Leaving aside the notion that boys are overlooked as an advertising demographic, which is a debate in itself, it is true that boys are stigmatized for reading “girly” books much more than girls are for reading “boyish” ones. This also holds true for clothes — very few people try to argue that women shouldn’t wear pants, but how many men do you see wearing skirts and not getting heckled — and films — try being a straight man alone in a chick flick theatre and having your buddies find out.

This naturally leads to the argument that society punishes boys much more harshly for liking things in the female demographic, so female-oriented media must tailor itself away from being overtly “feminine” to avoid unnecessary narrowing of the market. The reverse problem doesn’t exist, because society doesn’t stigmatize girls who like boys’ things as much.

I’ve had this argument a few times now, and couldn’t put my finger on why it sat so badly with me. I think I’ve finally figured it out.

The problem is that the social stigma is not actually against guys who like girly stuff, nor is it in favour of girls who like guys’ stuff.
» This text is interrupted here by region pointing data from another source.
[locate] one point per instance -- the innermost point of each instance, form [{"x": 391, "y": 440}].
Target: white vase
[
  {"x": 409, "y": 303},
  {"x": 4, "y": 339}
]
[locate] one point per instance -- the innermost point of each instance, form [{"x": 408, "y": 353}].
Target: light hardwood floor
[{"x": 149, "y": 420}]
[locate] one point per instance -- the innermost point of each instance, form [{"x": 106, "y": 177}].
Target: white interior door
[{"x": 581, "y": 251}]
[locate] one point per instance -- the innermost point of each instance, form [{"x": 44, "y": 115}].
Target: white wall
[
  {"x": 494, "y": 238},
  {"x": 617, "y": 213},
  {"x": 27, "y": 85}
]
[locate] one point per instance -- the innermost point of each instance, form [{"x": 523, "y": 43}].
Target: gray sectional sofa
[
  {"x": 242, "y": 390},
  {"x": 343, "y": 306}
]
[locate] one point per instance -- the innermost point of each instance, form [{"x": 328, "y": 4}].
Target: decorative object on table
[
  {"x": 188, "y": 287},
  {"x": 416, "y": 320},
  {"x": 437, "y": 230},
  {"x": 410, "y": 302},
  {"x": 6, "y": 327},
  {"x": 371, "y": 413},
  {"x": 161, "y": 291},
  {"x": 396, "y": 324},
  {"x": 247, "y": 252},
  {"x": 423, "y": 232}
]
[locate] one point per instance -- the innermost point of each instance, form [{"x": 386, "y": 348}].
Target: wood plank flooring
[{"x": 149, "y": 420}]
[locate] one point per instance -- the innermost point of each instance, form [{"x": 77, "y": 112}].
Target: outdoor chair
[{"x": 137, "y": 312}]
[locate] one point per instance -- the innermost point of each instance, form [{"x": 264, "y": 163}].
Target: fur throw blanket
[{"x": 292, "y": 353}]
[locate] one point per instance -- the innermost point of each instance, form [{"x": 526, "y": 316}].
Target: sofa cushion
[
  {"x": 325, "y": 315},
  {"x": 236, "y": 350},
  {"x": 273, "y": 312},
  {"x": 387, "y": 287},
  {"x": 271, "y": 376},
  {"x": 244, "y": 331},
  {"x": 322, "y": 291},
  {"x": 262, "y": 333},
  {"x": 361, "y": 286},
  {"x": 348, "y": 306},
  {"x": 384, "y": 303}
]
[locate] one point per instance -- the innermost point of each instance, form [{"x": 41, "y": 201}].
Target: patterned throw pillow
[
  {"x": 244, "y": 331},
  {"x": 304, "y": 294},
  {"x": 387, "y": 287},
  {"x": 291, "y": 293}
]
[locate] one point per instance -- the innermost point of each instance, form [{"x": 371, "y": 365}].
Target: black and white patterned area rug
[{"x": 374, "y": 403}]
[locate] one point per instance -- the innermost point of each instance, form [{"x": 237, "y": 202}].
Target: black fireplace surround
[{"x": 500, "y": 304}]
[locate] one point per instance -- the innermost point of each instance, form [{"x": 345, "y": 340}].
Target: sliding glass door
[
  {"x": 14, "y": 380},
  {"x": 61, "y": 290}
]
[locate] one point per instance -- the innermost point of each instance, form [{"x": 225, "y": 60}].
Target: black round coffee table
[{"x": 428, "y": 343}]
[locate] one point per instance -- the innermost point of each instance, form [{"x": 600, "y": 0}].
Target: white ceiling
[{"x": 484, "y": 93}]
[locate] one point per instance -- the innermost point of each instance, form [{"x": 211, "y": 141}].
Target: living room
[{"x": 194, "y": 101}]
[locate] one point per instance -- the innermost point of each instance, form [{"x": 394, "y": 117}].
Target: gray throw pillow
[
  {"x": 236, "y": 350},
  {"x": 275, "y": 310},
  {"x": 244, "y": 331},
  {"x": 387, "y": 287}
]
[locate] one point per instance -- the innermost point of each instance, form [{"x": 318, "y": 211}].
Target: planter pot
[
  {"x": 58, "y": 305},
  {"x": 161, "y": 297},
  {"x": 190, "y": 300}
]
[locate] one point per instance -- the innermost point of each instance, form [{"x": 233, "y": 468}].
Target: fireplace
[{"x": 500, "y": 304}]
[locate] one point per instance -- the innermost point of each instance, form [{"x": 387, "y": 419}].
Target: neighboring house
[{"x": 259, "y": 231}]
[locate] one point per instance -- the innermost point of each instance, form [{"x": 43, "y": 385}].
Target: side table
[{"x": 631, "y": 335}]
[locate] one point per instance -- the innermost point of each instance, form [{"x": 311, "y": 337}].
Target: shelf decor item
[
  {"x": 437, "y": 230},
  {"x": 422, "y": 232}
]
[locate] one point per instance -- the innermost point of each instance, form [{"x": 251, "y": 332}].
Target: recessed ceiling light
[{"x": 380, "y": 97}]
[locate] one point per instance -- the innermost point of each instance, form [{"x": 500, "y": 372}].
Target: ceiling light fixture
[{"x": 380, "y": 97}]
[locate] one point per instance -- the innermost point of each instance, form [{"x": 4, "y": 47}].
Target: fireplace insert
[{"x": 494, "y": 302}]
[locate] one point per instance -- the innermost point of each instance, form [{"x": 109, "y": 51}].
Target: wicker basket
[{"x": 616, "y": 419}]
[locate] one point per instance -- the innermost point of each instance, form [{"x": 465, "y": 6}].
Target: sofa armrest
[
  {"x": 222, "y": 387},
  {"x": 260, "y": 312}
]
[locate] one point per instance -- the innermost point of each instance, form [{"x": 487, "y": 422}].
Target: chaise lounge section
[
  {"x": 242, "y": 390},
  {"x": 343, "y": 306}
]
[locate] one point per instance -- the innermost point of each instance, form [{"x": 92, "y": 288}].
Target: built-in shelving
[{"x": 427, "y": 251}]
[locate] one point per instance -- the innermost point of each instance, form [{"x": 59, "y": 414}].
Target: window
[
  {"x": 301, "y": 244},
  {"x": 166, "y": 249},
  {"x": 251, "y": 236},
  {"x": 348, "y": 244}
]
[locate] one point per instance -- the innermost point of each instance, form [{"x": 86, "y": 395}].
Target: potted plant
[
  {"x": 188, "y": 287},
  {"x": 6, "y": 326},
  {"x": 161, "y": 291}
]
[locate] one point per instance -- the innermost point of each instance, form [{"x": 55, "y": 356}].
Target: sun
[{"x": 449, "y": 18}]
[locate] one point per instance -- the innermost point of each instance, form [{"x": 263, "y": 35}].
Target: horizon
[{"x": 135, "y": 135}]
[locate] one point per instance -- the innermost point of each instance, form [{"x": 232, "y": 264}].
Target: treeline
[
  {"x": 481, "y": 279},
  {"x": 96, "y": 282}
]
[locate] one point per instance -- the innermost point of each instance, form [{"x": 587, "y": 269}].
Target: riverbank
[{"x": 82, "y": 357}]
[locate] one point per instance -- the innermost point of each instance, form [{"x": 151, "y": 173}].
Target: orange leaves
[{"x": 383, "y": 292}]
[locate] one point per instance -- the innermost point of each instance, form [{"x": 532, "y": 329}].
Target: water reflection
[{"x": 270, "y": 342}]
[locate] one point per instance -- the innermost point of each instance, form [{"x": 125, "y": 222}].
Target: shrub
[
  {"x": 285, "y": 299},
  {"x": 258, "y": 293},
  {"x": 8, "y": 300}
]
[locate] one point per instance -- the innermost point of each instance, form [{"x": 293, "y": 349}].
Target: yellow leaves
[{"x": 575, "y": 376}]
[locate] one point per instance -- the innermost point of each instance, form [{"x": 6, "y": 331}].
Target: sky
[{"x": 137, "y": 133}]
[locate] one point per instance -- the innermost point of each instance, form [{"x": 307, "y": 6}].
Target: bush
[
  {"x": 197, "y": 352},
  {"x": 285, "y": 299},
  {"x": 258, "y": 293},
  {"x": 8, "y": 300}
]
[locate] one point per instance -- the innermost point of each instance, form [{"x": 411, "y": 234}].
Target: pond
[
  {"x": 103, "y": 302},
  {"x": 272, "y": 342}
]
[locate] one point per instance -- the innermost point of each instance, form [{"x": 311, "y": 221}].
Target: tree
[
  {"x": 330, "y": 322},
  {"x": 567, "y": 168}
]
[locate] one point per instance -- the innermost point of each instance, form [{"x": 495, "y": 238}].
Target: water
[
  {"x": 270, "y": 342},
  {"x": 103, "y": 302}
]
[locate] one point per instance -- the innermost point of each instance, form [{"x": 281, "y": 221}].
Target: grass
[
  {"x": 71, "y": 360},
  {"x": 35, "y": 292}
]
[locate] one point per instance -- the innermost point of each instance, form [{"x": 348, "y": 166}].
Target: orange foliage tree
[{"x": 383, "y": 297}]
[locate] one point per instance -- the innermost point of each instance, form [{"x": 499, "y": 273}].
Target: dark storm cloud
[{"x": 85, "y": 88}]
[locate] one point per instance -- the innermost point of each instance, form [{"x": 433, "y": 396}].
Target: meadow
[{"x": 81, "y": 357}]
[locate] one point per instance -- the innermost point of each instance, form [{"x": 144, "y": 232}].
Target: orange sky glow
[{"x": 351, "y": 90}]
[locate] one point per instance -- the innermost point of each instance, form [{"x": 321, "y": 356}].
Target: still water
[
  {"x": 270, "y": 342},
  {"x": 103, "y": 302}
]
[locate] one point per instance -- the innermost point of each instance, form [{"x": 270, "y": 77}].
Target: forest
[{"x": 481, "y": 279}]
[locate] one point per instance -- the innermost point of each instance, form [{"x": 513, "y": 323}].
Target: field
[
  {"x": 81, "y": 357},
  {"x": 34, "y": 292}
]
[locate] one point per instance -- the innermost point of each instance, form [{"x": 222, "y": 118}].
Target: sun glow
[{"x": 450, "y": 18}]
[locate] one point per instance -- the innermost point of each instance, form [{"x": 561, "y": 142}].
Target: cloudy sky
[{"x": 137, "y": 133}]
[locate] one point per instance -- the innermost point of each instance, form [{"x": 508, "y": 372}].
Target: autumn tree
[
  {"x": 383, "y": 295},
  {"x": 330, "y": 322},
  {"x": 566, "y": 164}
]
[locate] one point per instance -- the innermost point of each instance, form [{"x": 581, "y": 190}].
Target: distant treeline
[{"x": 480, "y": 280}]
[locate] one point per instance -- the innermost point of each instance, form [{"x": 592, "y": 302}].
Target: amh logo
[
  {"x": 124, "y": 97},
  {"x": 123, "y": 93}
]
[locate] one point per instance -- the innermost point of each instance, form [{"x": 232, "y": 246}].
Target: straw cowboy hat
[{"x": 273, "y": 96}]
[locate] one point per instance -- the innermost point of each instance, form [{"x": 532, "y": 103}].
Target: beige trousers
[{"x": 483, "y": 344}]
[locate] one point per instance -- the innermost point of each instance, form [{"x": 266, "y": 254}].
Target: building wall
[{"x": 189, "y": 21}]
The stigma is against anything perceived as “for girls”, regardless of who likes it.

Girls are allowed to like guys’ stuff because it’s the superior product. Being a girl who likes guys’ things means you have taste, and you’re somehow cooler and more forward-thinking and more stereotype-decrying than those girls who like chick flicks or read books about women who can’t get a boyfriend and love shopping.

Guys, on the other hand, are criticized for liking girl stuff (books, movies, clothes) because “girl stuff” is decidedly inferior. Likewise, girls who like girly things get dismissed both by men and by certain schools of feminists — including me, for years, until I realized what I was doing.

“Guy stuff” is not actually guy stuff, people argue, but can be enjoyed by anyone — the idea that a woman can’t love a movie about cars and explosions is generally accepted to be untrue. “Guy stuff” transcends gender. But “girl stuff” is just for girly-girls and gay men, so straight guys — and girls who want people to take them seriously — should stay away.

“Girly” media is the lesser product — that is, until it acquires enough of a male fan base to “legitimize” it and remove its “femaleness” (like Star Trek, or The Hunger Games). The reverse is also true — despite the overwhelming number of insanely successful male chefs, cooking is still seen as “girly”, so it gets dismissed.

The problem is not that boys get made fun of for reading things about or “for” girls; the problem is that things about or “for” girls are seen as something that a boy should be made fun of for liking. The problem is not that boys are embarrassed to read something with a girl on the cover; the problem is that society tells boys they should be embarrassed.

The solution to the perceived marketing problem is not to remove women from the cover of books with female leads so they can sell. It’s not to re-market Rapunzel as “Tangled”, to make it more about Flynn Rider, to splash him on all the promo materials and have him, not Rapunzel, narrate the trailer, because boys won’t watch “princess movies”.

The solution is to stop supporting a culture where books and movies have to disguise their female leads in order to sell. Telling boys — and girls! — they should be ashamed to read something with a girl on the cover is not the way to do this.

 

***EDIT***

A friend here in Japan pointed out that it must be a cultural thing, because books and manga in Japan are littered with “girly”-looking covers and boys have no problem reading those. The “boys won’t read something with girls on it” is an artificial construct. If Japan — an intensely gender-segregated society in many ways — can get over that in marketing, and realize that books with girls sell just as well as books with giant robots, then why can’t we?